И вот она, захватив все имеющиеся у нее в золотой и иной монете деньги, а также другие ценности, выступает из города. В продолжение всего пути она щедрой рукой награждала на дорогах всех нищих, одетых в козьи шкуры или голых, и ни один проситель не ушел от нее с пустыми руками. И даже тогда, когда императрица достигала предназначенной для нее палатки, она, войдя в нее, не ложилась сразу отдыхать, а широко открывала двери для просителей. Ведь эти люди имели открытый доступ к Ирине и могли свободно видеть и слышать ее. Она не только снабжала бедняков деньгами, но и давала им благие советы. Если она видела, что какой-нибудь нищий обладает здоровым телом, но ведет праздную жизнь, она побуждала его заняться трудом, чтобы он добывал себе все необходимое, а не предавался лени из-за своей нерадивости и не бродил от двери к двери, выпрашивая подаяние. Ничто не могло отвлечь императрицу от этих дел. Известно, что Давид растворял свое питье слезами[1231], а императрица, казалось, ежедневно смешивала и пищу и питье с состраданием[1232].
Многое я могла бы рассказать об императрице, если бы свидетельства дочери не показались неправдоподобными и льстивыми по отношению к матери. А тем, кто питает подобные {326} подозрения, я расскажу о делах, служащих лучшими доказательствами правдивости моих слов.
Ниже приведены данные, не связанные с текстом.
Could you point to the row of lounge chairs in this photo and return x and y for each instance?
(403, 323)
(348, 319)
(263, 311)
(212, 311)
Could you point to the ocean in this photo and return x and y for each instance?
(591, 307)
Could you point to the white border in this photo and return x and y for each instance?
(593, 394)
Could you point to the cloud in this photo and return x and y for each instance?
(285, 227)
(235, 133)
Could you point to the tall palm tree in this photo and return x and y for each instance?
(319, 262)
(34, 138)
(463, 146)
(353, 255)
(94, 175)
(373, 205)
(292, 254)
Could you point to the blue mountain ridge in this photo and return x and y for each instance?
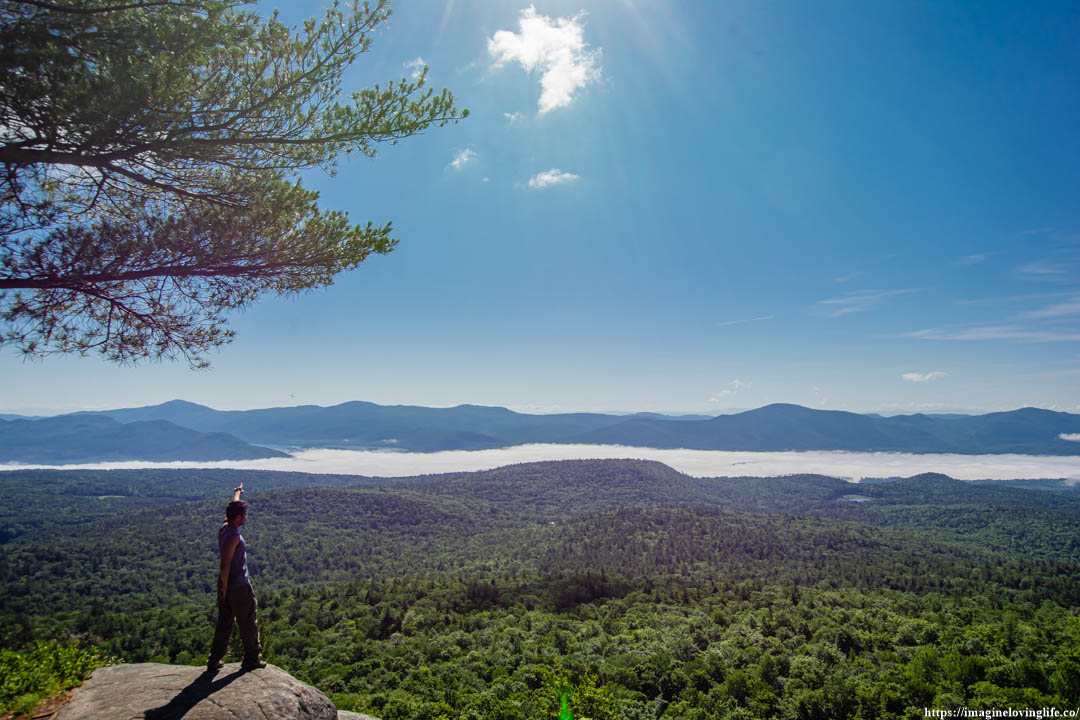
(773, 428)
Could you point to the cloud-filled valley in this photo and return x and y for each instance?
(700, 463)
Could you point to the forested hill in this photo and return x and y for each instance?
(773, 428)
(648, 593)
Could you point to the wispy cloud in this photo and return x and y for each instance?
(923, 377)
(1011, 333)
(555, 49)
(416, 66)
(751, 320)
(1043, 269)
(975, 259)
(737, 385)
(1060, 310)
(462, 158)
(553, 176)
(859, 301)
(1011, 298)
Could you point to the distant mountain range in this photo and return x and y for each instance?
(186, 431)
(81, 438)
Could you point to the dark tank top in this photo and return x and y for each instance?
(238, 571)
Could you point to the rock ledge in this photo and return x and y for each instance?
(149, 691)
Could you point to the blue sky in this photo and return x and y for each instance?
(686, 206)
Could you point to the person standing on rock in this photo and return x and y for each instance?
(235, 599)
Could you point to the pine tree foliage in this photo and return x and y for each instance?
(150, 157)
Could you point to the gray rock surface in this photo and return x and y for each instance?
(149, 691)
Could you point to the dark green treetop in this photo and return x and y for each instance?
(150, 155)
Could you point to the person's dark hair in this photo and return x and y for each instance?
(234, 508)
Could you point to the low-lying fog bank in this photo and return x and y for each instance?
(701, 463)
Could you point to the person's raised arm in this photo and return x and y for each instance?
(227, 552)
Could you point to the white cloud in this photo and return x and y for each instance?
(699, 463)
(995, 333)
(1044, 268)
(859, 301)
(556, 49)
(737, 385)
(553, 176)
(1060, 310)
(752, 320)
(923, 377)
(416, 66)
(462, 158)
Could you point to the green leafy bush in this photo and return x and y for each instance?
(26, 678)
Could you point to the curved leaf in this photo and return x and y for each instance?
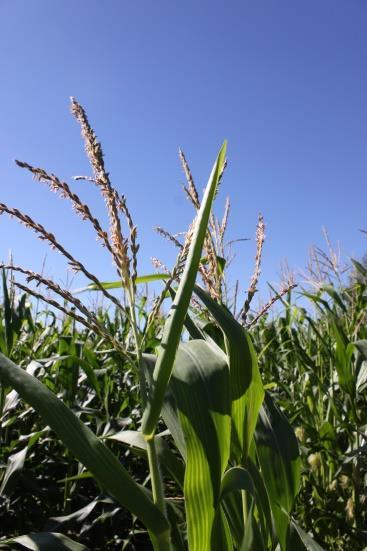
(246, 386)
(176, 317)
(278, 454)
(201, 387)
(83, 443)
(166, 457)
(118, 284)
(44, 541)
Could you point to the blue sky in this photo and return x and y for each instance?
(285, 82)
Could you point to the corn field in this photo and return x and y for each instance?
(187, 421)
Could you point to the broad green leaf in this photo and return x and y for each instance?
(246, 386)
(118, 284)
(278, 454)
(45, 541)
(176, 316)
(83, 443)
(201, 387)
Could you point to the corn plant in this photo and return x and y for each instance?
(207, 426)
(317, 360)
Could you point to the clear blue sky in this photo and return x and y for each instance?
(285, 82)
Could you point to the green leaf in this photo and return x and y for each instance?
(300, 540)
(14, 467)
(201, 387)
(237, 478)
(252, 540)
(83, 443)
(45, 541)
(118, 284)
(176, 317)
(169, 408)
(278, 454)
(246, 386)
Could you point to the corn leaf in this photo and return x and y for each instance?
(118, 284)
(201, 387)
(246, 386)
(278, 454)
(44, 541)
(82, 442)
(176, 317)
(169, 461)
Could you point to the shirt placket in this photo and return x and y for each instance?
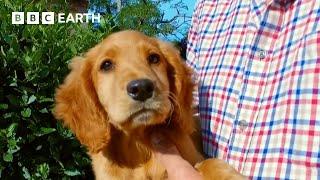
(253, 90)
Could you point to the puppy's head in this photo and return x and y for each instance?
(128, 81)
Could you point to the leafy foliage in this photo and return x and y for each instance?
(33, 62)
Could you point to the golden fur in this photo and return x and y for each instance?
(116, 129)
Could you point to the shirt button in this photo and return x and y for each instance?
(262, 54)
(243, 124)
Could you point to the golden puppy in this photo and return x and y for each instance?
(123, 89)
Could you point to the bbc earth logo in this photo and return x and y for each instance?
(52, 18)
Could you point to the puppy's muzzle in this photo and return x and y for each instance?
(140, 89)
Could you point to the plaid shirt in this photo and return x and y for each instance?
(258, 68)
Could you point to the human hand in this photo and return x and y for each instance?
(177, 168)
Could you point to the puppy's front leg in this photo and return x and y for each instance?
(186, 147)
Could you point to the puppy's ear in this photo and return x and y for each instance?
(78, 106)
(181, 86)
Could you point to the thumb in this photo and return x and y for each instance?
(162, 144)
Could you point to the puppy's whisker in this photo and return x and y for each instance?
(173, 102)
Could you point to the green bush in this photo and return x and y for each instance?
(33, 61)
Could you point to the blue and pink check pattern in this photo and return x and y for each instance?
(258, 70)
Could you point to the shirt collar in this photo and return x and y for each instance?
(283, 3)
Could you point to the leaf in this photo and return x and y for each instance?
(74, 172)
(8, 157)
(26, 173)
(26, 112)
(31, 99)
(43, 170)
(3, 106)
(44, 131)
(11, 129)
(25, 99)
(44, 110)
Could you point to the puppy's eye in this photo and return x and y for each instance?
(106, 65)
(154, 58)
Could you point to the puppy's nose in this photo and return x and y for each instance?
(140, 89)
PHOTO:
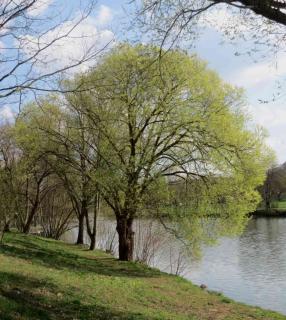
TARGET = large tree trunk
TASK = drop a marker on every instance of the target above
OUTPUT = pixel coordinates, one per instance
(27, 226)
(126, 237)
(91, 231)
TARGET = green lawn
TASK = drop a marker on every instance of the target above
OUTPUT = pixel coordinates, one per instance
(46, 279)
4. Когда жители западных областей узнали о прибытии самодержца в Фессалонику, они устремились к нему, как тяжелые тела к центру. На этот раз приходу кельтов не предшествовало нашествие саранчи, но в небе появилась большая комета – самая большая из всех когда-либо появлявшихся прежде; одни говорили, что она была «брусом», другие – «дротиком»[1233]. По-видимому, свыше был дан знак, возвещающий о каких-то новых необычайных событиях. Ведь сияние этой кометы можно было видеть в течение целых сорока суток. Она появилась на западе и двигалась к востоку. Все были устрашены ее появлением и старались отгадать, что она предвещает. Хотя самодержец мало обращал внимания на подобные явления и полагал, что они бывают вследствие естественных причин, тем не менее он обратился с вопросом к сведущим в этой области людям. Он призвал к себе Василия, назначенного недавно эпархом Византия (сей муж выказывал большое расположение к самодержцу), и спросил его о появившейся звезде. Василий же пообещал дать ответ на следующий день и удалился туда, где он остановился (это был храм, воздвигнутый в давние времена в честь евангелиста Иоанна)[1234], и после захода солнца стал наблюдать за звездой. Утомленный исследованиями и вычислениями, он случайно заснул и во сне увидел святого, одетого в священническую одежду. Василий возликовал и решил, что видит его не во сне, а наяву. Узнав святого, он исполнился страха и робко попросил его сообщить, какие события возвещает эта звезда. На это святой ответил, что звезда предвещает нашествие кельтов. «Ее сгорание свидетельствует, что они найдут здесь погибель», – сказал он. Вот что я хотела рассказать о появившейся звезде.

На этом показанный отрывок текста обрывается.